La costruzione dei modelli economici tra storia e cultura

Economia Politica VIII:2, August 1991, pp. 249-278.

[The Construction of Economic Models between History and Culture]


This paper aims to show that the building of models in economics -as in any other scientific discipline- does not follow the procedures dictated by some method elaborated a priori. On the contrary, the formulation and acceptance of a theory by the scientific community are deeply rooted in the culture of the scientist and his colleagues.

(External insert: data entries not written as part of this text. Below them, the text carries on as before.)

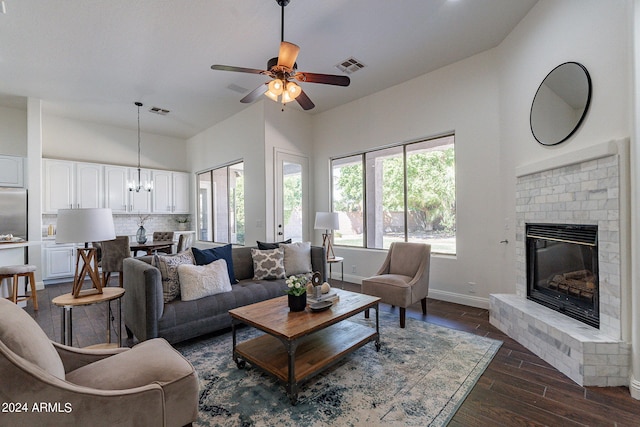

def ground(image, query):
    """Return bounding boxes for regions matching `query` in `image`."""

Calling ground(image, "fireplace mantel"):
[516,138,629,178]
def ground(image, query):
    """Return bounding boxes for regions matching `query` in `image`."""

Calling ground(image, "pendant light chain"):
[129,102,153,193]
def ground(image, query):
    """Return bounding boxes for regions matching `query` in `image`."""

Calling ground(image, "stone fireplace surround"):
[490,140,631,386]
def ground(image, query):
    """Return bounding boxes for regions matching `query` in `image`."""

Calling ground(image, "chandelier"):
[129,102,153,193]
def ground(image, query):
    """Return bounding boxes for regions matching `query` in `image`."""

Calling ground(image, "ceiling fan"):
[211,0,351,110]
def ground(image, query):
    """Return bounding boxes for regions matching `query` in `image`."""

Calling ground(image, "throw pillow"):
[191,243,237,283]
[281,242,312,277]
[251,248,286,280]
[256,239,291,251]
[178,259,231,301]
[151,251,194,302]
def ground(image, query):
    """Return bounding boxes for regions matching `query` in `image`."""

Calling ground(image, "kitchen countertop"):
[0,241,36,250]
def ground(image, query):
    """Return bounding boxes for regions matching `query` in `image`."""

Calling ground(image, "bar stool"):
[0,264,38,310]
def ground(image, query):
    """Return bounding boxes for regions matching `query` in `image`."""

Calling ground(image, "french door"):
[274,151,310,242]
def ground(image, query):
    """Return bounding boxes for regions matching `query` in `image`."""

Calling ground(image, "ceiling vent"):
[227,83,249,94]
[149,107,171,116]
[336,57,365,74]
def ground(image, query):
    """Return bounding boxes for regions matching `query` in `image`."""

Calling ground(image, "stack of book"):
[307,290,340,304]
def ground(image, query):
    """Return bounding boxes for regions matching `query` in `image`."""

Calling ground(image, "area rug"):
[176,311,502,427]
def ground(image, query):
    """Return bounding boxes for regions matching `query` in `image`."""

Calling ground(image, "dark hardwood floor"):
[26,279,640,427]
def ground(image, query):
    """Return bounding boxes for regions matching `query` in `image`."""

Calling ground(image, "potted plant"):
[285,276,309,311]
[176,217,189,231]
[136,215,151,244]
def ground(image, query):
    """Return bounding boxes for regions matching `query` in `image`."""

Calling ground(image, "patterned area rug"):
[176,311,502,427]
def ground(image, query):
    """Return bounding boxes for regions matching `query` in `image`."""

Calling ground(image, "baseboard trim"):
[429,289,489,310]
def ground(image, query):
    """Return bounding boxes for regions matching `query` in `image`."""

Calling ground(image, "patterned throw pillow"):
[251,248,286,280]
[280,242,312,277]
[151,250,195,302]
[256,239,291,251]
[178,259,231,301]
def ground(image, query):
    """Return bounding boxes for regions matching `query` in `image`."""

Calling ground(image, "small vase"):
[289,292,307,311]
[136,226,147,244]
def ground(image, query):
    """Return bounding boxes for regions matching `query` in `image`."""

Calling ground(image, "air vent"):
[149,107,171,116]
[336,57,365,74]
[227,83,249,94]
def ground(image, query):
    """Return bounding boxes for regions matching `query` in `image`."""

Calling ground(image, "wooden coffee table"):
[229,289,380,405]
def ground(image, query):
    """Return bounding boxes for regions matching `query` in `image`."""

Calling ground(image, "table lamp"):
[314,212,340,259]
[56,208,116,298]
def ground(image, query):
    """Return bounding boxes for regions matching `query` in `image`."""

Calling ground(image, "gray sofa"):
[123,246,327,343]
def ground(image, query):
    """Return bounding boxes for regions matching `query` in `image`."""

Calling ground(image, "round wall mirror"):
[530,62,591,145]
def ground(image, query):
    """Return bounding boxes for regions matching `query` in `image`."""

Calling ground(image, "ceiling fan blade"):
[240,83,268,104]
[211,64,269,74]
[278,41,300,69]
[294,72,351,86]
[296,90,316,110]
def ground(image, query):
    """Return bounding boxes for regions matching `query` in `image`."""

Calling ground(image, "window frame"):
[196,159,246,246]
[329,132,458,257]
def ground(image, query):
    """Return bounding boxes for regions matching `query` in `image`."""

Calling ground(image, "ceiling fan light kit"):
[211,0,351,111]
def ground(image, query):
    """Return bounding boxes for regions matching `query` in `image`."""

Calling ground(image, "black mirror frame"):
[529,61,593,146]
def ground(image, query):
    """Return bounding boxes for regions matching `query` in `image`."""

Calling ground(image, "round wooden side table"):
[51,287,124,348]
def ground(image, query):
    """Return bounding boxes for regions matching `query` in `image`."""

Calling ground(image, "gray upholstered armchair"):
[0,298,198,426]
[362,242,431,328]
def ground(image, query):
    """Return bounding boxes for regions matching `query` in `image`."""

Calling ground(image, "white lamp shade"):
[56,208,116,243]
[314,212,340,230]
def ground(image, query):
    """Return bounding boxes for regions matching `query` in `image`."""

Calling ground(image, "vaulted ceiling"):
[0,0,537,138]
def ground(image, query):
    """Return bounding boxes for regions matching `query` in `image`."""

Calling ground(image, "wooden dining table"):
[129,240,174,256]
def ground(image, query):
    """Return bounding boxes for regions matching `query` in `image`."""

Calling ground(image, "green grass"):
[333,236,456,255]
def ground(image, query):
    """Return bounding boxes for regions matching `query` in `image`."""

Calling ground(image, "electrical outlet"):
[469,282,476,294]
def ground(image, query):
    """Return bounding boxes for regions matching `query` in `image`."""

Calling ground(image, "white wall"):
[0,106,27,157]
[493,0,631,298]
[42,114,189,171]
[313,51,505,305]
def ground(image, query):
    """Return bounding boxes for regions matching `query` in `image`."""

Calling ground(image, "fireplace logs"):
[547,270,596,301]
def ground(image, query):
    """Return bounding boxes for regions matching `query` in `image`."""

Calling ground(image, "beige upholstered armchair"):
[362,242,431,328]
[0,299,198,426]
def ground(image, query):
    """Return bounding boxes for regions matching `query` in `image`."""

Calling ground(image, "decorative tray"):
[309,301,333,311]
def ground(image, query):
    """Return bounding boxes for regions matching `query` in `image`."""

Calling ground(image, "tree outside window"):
[331,135,456,254]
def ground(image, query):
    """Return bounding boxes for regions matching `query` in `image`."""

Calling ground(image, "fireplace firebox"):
[526,224,600,328]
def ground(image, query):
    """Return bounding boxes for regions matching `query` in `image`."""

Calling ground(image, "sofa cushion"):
[178,259,231,301]
[0,298,65,382]
[256,239,291,251]
[191,243,237,284]
[281,242,311,277]
[152,251,194,302]
[251,248,286,280]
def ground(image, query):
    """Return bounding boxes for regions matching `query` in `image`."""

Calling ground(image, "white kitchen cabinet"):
[104,166,155,213]
[42,159,103,214]
[42,159,75,214]
[42,242,76,280]
[0,156,24,187]
[152,170,189,214]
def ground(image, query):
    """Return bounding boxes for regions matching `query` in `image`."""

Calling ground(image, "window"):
[198,162,244,245]
[331,135,456,254]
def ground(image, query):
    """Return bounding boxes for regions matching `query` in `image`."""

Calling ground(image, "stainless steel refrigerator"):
[0,187,27,240]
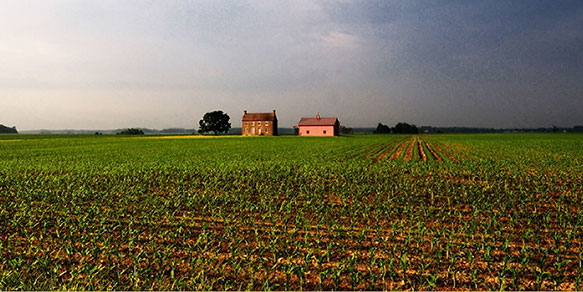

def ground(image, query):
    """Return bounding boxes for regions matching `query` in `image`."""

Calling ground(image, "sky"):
[0,0,583,130]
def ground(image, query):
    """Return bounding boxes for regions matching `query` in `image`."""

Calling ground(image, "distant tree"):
[198,110,231,135]
[373,123,391,134]
[0,124,18,134]
[391,123,419,134]
[340,126,353,135]
[117,128,144,135]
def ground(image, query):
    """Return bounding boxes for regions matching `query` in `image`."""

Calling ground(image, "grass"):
[0,134,583,290]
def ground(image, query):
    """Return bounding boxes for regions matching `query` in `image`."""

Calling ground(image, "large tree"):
[198,110,231,135]
[373,123,391,134]
[0,124,18,134]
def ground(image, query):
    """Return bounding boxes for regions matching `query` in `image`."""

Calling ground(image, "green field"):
[0,134,583,290]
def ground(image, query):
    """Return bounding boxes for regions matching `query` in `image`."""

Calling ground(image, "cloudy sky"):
[0,0,583,130]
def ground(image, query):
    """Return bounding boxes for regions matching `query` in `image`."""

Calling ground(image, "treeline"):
[420,126,583,134]
[0,124,18,134]
[373,123,419,134]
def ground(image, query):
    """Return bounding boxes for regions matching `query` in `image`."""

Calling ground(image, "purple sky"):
[0,0,583,130]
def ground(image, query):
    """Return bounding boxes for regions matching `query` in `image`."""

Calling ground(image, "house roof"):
[243,112,277,121]
[298,118,338,126]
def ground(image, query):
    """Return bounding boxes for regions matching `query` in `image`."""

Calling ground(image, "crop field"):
[0,134,583,290]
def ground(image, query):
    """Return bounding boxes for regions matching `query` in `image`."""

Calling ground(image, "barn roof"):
[243,111,277,121]
[298,118,338,126]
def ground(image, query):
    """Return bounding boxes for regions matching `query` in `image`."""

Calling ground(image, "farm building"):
[241,110,277,136]
[294,114,340,136]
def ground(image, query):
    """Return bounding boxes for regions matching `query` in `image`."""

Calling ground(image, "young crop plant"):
[0,134,583,290]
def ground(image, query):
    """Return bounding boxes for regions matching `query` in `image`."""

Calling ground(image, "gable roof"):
[243,112,277,121]
[298,118,338,126]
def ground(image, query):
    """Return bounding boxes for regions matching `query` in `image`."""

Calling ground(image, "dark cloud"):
[0,0,583,129]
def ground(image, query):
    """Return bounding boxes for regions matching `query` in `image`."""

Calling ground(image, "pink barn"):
[294,114,340,136]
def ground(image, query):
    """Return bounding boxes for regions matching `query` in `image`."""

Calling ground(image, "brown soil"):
[431,142,458,162]
[389,141,407,160]
[374,142,399,162]
[440,143,473,160]
[403,139,415,161]
[417,139,427,161]
[424,142,443,161]
[364,143,391,159]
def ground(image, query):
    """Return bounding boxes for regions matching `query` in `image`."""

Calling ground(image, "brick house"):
[241,110,277,136]
[294,114,340,136]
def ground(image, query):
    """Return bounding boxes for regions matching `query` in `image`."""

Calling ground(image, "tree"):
[391,123,419,134]
[198,110,231,135]
[373,123,391,134]
[340,125,353,135]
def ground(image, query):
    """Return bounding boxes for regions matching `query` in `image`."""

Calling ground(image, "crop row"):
[361,136,473,162]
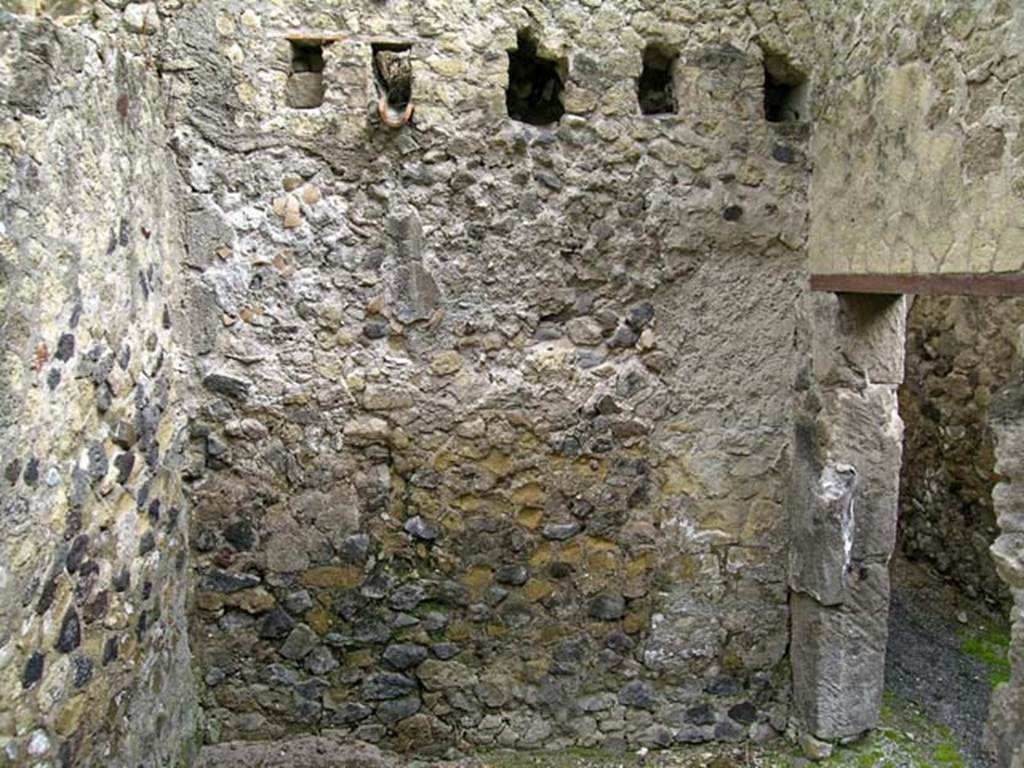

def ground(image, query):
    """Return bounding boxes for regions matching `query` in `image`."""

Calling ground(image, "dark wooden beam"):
[811,272,1024,296]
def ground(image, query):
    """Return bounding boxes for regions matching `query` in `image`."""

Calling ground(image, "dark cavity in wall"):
[637,43,679,115]
[288,40,325,110]
[372,43,413,112]
[764,53,808,123]
[506,32,568,125]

On the basis of his perspectives, interests and expectations, the economist has to decide which questions to ask and which set of analytical instruments to use. This choice is not neutral but implies far-reaching consequences, since it constrains the object's answers to be articulated in the same language in which the question was formulated. On the one hand, one has to judge which aspects of the phenomenon are relevant and must be accounted for. But, on the other hand, the nature and importance of the object under examination compel the scientist to question the capacity of the conceptual tools of expressing these properties.

By means of examples, I try to point out two ways in which these cultural and historical constraints may be creative rather than limiting only. Firstly, they allow the scientist to choose the set of analogies, formalisms and models among those handed down from within the tradition of thought to which he belongs, but also permit the researcher to enlarge this set by borrowing concepts or ways of thinking from other disciplines. Secondly, the pertinence of the scientist's approach is judged by his fellows on the basis of the whole corpus of knowledge about the object, and not only on the basis of whether it is capable of being expressed within the theory.